Each artefact extends the discipline of the one above. The card you write at §9.1 grows into the memo you sign at §24.1.

Figure 4. The artifact family. These one-page artifacts turn analysis into reusable decision infrastructure.

The artifact family matters because modern analytics is not a sequence of one-off clever analyses. It is infrastructure for repeated decisions. A metric card can be reused in a dashboard. A predictive task contract can be reused by a modeling team. A model card can be used by risk, legal, product, and operations. An AI workflow card can be audited when the workflow changes. A decision memo can show what evidence led to action and how the firm will learn afterward.


The cases

One through-line company, Bean & Basket Coffee, appears throughout the book. Standalone cases add real empirical grounding where a specific method needs a richer dataset.

The case portfolio

Bean & Basket CoffeeThe continuous through-line

A multi-store specialty coffee chain with reviews, tickets, transactions, panel data, campaigns, products, stores, and an internal knowledge base. Appears in every Part.

Standalone case studies
Progresso Soup
Pt II, Pt III
Visual evidence, fixed effects, elasticity
Milk Field Data
Pt III
Quasi-experiment, heterogeneous effects
Zillow Colorado
Pt III
Difference-in-differences, synthetic control
BAV Fast Food
Pt IV
PCA, perceptual maps
Airbnb (illustrative)
Pt IV
Numeric prediction, residuals
Yelp Reviews
Pt V
Sentiment, topics, GPT measurement
Goose Island Twitter
Pt V
Emotion vs. sentiment
Earnings Calls
Pt V
Evasiveness measurement
Job Postings
Pt V
Construct measurement

Standalone cases are appended outside chapter prose. They give the methods a second testing ground beyond the Bean & Basket through-line.
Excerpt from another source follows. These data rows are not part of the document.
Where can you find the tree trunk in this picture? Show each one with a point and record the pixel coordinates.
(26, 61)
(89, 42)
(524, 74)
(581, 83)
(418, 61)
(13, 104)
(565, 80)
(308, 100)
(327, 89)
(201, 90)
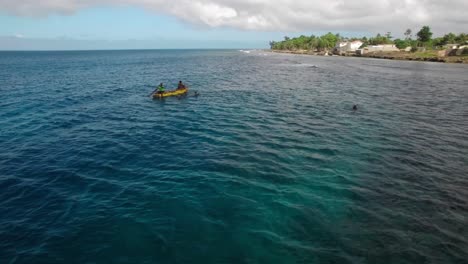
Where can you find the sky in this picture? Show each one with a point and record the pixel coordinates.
(148, 24)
Figure 5. The case portfolio. Bean & Basket provides continuity; standalone cases give specific methods a second testing ground.
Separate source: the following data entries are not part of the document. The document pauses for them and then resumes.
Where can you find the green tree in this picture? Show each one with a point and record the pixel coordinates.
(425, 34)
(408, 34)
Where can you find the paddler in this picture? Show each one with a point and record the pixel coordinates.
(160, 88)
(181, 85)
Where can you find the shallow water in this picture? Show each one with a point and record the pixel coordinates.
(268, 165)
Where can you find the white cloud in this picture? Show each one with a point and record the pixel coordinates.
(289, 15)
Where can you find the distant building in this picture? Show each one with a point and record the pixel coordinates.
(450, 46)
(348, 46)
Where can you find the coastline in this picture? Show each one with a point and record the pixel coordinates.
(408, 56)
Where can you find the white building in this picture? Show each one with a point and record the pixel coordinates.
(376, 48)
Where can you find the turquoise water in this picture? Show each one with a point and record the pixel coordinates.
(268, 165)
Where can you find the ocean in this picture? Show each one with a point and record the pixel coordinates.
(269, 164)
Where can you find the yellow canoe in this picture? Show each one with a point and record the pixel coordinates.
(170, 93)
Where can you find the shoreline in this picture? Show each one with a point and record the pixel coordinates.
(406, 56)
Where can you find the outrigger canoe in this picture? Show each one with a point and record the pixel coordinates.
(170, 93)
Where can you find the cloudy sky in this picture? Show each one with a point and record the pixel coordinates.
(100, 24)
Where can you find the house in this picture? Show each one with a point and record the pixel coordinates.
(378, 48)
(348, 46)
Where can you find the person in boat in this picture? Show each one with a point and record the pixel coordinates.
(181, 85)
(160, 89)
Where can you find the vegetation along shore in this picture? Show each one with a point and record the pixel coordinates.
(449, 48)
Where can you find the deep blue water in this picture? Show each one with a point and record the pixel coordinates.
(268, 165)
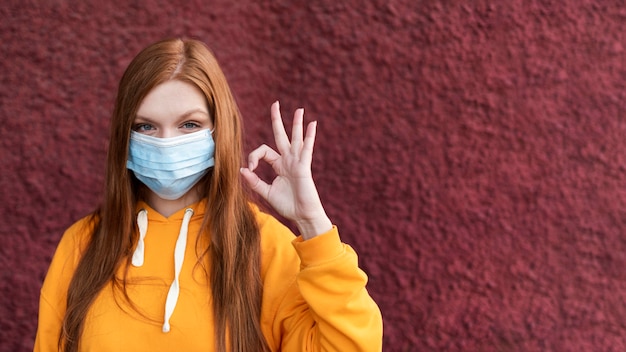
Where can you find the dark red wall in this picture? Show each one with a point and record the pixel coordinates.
(473, 152)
The purpose of the cases is not to decorate chapters. It is to make the loop concrete. Every case asks: what activity generated the data, where is it stored, what evidence language fits the decision, what artifact should survive, and how would the organization monitor what happens next?


Where Part I begins

Part I now begins after the full system is visible. We zoom in from the operating loop to the basic object inside it: a dataset. The first question becomes almost physical: what does one row mean? That question sounds small, but it controls everything that follows. Grain, structure, variable type, joins, reshaping, metrics, and data quality are the mechanics that make the larger loop trustworthy.

Concept check

Three questions about the loop and the evidence language it requires.

  1. 1.
    A dashboard shows that customers who received a marketing email spent more than customers who did not. The team wants to roll out the email nationally. What is missing?
  2. 2.
    A customer-facing AI assistant answers from policy documents. Which artifact is most natural?
  3. 3.
    Why does Part I begin with rows, columns, and grain after the broader Part 0 map?